◎アフリカ北部のチュニジアとリビアには多くの亡命希望者が押し寄せている。
チュニジアの国境警備隊は24日、地中海で亡命希望者2000人以上を救助したと発表した。
それによると、警備隊は今週、沖合で移民船を10隻以上救助したという。
警備隊の報道官は声明で、「22日から23日の間に2034人を救助し、7人の遺体を収容した」と明らかにした。それによると、このうち9人がチュニジア人で残りは中東・アフリカ・アジアの移民だという。
地元の人権団体は22日に沖合でボートが転覆し、移民5人が死亡、28人が行方不明になっていると報告していた。
イタリア沿岸警備隊も24日に地中海で295人を乗せた移民ボートを救助する写真を公開した。

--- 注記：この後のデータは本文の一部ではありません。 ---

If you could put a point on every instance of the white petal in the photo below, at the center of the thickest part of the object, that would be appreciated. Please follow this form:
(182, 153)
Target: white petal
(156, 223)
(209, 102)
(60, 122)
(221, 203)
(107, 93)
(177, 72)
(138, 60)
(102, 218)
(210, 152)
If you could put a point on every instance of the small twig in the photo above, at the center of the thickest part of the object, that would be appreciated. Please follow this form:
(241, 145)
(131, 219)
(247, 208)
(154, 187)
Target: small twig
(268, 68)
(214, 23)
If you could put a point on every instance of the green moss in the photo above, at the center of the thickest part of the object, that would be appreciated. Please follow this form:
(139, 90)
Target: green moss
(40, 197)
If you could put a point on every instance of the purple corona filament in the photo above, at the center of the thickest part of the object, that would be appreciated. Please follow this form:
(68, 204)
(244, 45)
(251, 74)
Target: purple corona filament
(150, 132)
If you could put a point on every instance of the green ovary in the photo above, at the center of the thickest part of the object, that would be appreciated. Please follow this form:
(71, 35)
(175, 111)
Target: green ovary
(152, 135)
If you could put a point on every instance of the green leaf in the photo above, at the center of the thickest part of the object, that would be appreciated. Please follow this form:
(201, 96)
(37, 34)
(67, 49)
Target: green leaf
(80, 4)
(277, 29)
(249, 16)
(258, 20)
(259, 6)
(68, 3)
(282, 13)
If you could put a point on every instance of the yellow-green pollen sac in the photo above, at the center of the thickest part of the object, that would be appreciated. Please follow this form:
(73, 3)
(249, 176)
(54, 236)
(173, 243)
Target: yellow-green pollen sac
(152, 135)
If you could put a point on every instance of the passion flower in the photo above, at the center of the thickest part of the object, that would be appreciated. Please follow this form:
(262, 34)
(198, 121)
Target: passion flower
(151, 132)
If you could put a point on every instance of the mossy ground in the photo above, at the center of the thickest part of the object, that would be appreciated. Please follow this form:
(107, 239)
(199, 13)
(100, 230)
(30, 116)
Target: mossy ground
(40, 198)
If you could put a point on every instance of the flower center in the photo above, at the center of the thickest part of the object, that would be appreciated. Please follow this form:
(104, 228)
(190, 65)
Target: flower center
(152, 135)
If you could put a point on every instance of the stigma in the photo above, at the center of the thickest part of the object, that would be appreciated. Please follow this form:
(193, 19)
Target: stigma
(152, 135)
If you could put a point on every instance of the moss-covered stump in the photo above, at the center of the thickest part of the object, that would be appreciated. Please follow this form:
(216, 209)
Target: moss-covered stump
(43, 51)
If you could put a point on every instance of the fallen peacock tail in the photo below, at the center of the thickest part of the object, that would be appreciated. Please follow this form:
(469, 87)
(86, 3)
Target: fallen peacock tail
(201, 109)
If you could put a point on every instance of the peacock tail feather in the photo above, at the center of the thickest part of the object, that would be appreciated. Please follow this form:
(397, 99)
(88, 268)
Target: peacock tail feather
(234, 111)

イタリア内務省の統計によると、昨年と2021年の第1四半期に不正入国を試みた移民は約6000人だったのに対し、今年はこれまでに2万人以上が救助されたという。
チュニジア沖で22日に転覆したとされるボートはイタリアのランペドゥーザ島を目指し、チュニジアの港湾都市スファックスを出港したと伝えられている。
アフリカ北部のチュニジアとリビアには多くの亡命希望者が押し寄せている。人々は頼りないゴムボートやボロボロの木造船に乗り、イタリアのシチリア島などを目指す。
チュニジアのサイード(Kais Saied)大統領は1月末、サハラ砂漠以南のサヘル地域からチュニジアに入る不法移民が多くの犯罪に関与していると非難し、取り締まりを強化すると宣言。当局はアフリカ系の移民数百人を逮捕し、サイード氏の支持者による人種差別事件も急増している。
地元メディアによると、嫌がらせや強制退去で居場所を失った多くの移民が首都チュニスの街角で野宿を余儀なくされているという。